Saturday, May 2, 2026. It's the Satyr's day . . . another cool, sunny day for Green Country and TulseyTown. Moderate Northerlies are forecasted to hold temperatures in the low 70's. Southerlies and warming return overnight tonight.
Every step we take is a miracle. – Thich Nhat Hahn
President Eisenhower said, “In a very real sense, the world no longer has a choice between force and law. If civilization is to survive, it must choose the rule of law.” Trump is doing everything he can to ignore and avoid the rule of law. – Heather Cox Richardson, in yesterday's Letters From An American.

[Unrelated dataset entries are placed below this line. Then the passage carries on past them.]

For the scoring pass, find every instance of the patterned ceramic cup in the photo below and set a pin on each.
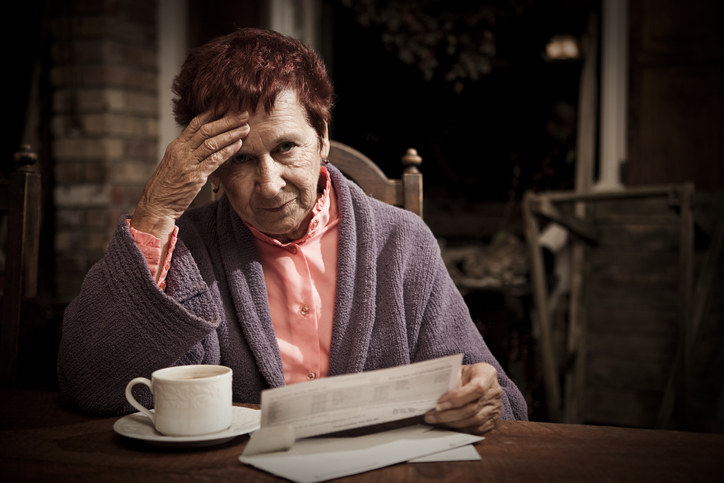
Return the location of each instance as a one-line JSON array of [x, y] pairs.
[[190, 400]]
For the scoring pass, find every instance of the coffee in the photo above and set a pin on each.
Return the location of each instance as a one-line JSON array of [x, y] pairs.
[[190, 400]]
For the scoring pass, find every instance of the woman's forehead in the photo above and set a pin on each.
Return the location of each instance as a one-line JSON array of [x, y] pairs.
[[286, 122]]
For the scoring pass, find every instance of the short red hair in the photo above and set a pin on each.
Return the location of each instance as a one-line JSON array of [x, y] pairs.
[[248, 67]]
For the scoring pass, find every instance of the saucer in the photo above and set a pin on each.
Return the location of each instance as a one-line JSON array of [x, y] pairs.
[[139, 426]]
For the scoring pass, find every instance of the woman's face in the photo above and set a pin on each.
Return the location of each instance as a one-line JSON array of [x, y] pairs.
[[272, 180]]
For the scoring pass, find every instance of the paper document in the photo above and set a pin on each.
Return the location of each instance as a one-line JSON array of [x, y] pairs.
[[340, 403], [319, 459]]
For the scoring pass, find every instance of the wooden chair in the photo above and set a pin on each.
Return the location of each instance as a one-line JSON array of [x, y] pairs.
[[629, 334], [20, 200], [405, 192]]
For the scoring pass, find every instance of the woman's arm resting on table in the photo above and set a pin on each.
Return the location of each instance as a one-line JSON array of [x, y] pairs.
[[475, 405]]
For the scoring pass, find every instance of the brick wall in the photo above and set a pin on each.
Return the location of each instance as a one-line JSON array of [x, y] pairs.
[[104, 125]]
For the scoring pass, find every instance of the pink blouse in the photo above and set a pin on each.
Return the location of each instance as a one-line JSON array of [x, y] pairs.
[[300, 278]]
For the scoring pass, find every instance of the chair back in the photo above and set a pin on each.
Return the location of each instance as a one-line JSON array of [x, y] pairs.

Classical music contains many memorable themes. Tchaikovsky's Swan Lake has several. It and Rachmaninoff's Second Piano Concerto come immediately to mind. One of the most memorable themes in musical history is the opening dance in “The Polovtsian Dances” of Borodine's only opera Prince Igor. The “dances” score opens in the opera’s second act with a song, the text of which translates into a poem about longing for a time in the past in a land of true freedom. Here's link to the “Polovtsian Dances” by Alexandre Borodine, performed by the Sorbonne University Chorus and Orchestra. Now a concert staple around the world, that opening theme was was adapted into the score for the broadway musical Kismet and into a motion picture featuring a duet “Stranger in Paradise.” I lost count of the number of times “Stranger in Paradise” is listed on youtube. It's a perfect “duet” … attesting to the fact that Borodine's melody remains forever with us as among history's most beautiful and romantic themes.
Even silence can seem to the world like happiness –
like praise – from the pool of shade you have found
beneath the everlasting.
– Mary Oliver, “Just Lying On The Grass At Blackwater,” from Blue Iris, Beacon Press, 2004.